Melenciano’s work moves among the realms of interactive technology, design that orients toward the speculative and creates experiences across the senses, and racial activism—with projects such as Afrotectopia, an interdisciplinary community-driven forum for empowering Black innovators. This summer, Melenciano was selected as a fellow of Eyebeam’s Rapid Response for a Better Digital Future fellowship, launched by the artist organization as the pandemic and social justice actions intensified around the world, to support artists in developing transformational ideas aimed at improving the human experience. Her project centers on imagining, via an interactive platform, a more humane future, via a simulated “utopian society rooted in natural intelligence.”
Three significant objects
Melenciano’s space is lined in, divided by, and peppered with books, “some of my favorite items to collect and be surrounded by,” she remarks, highlighting a few of her go-tos. “One is The Politics of Design by the Vitra Design Museum, on the work of Victor Papanek,” who opened up conversations around design’s role in addressing social and ecological dilemmas. “I really appreciate many of Papanek’s philosophies on design and I usually introduce his work to my design students at Pratt.”

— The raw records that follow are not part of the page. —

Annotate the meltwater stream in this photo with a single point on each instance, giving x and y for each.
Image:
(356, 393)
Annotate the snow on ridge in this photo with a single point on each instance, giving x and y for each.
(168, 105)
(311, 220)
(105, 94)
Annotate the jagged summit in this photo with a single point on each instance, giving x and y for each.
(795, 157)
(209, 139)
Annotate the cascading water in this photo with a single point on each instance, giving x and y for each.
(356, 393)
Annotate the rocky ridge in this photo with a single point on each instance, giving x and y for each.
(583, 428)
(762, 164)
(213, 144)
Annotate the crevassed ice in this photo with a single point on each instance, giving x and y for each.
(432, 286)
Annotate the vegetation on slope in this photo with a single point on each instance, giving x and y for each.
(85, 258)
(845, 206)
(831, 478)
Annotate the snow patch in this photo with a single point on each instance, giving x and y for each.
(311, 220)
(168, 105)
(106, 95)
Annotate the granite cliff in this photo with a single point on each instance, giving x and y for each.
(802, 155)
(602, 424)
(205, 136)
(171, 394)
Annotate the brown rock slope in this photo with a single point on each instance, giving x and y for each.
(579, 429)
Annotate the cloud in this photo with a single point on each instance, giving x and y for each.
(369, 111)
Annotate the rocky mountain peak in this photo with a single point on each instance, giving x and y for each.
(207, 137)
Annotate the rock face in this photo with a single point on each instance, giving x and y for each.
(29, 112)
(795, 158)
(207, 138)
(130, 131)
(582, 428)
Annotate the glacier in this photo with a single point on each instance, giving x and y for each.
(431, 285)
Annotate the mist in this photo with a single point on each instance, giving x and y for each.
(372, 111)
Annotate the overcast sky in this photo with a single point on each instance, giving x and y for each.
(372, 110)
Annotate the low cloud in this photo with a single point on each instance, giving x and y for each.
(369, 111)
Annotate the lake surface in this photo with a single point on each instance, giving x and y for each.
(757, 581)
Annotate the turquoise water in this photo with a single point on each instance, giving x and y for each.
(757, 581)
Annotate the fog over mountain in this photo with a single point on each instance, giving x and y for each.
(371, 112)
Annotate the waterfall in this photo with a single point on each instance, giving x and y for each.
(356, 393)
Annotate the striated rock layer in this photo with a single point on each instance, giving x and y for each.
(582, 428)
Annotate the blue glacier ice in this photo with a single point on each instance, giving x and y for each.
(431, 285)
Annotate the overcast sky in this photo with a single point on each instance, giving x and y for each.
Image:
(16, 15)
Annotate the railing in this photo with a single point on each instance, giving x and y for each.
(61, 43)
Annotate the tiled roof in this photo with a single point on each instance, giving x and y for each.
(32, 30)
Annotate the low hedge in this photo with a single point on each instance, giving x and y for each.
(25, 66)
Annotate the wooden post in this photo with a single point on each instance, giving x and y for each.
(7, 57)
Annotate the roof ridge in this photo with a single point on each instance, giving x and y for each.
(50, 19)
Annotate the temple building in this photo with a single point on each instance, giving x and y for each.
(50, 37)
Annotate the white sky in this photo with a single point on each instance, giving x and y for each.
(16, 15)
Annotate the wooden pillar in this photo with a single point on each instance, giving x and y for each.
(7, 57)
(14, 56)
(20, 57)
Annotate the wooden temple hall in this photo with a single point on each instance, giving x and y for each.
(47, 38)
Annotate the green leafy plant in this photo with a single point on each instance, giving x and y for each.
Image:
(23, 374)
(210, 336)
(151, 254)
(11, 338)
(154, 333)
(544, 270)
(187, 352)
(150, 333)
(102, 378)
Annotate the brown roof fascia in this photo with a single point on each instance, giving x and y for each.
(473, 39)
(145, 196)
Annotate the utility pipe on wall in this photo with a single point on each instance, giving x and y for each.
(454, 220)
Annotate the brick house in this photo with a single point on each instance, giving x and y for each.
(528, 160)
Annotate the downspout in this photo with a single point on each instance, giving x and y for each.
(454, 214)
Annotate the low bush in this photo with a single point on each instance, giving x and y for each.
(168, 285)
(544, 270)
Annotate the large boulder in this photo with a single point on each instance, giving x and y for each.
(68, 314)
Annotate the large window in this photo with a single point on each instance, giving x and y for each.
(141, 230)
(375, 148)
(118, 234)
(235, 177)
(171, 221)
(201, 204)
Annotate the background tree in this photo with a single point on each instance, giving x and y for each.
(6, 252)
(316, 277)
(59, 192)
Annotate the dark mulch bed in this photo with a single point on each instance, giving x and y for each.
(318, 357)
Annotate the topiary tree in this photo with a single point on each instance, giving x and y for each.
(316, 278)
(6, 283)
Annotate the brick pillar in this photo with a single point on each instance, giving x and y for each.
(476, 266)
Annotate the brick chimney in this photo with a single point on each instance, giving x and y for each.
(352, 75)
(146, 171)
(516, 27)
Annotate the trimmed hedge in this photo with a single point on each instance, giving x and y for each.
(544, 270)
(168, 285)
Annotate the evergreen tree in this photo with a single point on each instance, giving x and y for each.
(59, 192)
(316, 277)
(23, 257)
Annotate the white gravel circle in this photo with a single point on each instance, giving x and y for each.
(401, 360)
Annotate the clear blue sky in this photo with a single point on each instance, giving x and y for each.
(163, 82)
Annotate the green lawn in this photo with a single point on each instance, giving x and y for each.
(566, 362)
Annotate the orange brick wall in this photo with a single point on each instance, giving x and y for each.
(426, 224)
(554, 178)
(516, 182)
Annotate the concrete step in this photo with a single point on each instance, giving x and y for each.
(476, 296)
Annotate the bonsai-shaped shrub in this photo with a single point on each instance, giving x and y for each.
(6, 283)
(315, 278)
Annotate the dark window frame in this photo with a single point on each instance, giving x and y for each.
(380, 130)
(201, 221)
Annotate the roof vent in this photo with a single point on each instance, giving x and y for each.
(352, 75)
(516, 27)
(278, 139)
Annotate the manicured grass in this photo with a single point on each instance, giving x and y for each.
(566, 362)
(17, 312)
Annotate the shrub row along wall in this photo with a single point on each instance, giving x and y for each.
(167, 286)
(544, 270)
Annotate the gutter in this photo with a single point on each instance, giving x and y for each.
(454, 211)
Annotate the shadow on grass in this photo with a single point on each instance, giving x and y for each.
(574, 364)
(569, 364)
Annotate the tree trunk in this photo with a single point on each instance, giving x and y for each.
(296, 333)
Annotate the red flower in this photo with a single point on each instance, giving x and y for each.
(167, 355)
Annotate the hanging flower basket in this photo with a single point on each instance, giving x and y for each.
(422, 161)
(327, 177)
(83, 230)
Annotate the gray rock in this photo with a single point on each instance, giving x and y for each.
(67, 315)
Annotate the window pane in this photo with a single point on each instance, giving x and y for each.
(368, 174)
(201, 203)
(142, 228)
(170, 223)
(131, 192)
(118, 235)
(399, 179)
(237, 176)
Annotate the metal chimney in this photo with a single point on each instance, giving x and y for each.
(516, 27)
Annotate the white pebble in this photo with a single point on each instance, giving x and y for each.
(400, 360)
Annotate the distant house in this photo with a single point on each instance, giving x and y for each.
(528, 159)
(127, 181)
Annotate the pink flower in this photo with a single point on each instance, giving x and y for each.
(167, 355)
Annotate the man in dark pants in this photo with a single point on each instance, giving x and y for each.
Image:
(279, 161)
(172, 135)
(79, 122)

A second essential is African Fractals: Modern Computing and Indigenous Design, by Ron Eglash, a mathematics and cultural scholar. “I’m often wary about anthropological work about African societies and cultures done by white anthropologists,” says Melenciano. “But Ron Eglash does an incredible job highlighting the historical, rarely acknowledged, and deeply internationally influential innovation and ingenuity of African practices rooted in math and science. As someone studying architecture, an area of study most often taught in an extremely Eurocentric form, it is very inspiring to learn of examples outside of that canon.”
The collage at top shows a graphic—“a sketch of a sort of futuristic architectural design,” in Melenciano’s words—from inside a third important volume. Night Fever: Designing Club Culture 1960–Today was also published by Vitra Design Museum, in conjunction with the 2018 exhibition of the same name. “I loved this book so much, I created a course built off of its archive,” Melenciano says. “In the course,” which she has taught at New York University, “we study the variety of cultures and elements of club culture, from counterculture, to experimental electromedia, to architecture.” And in her work toward the MArch at Pratt, she adds, “this book has been a go-to in looking for structural inspiration.”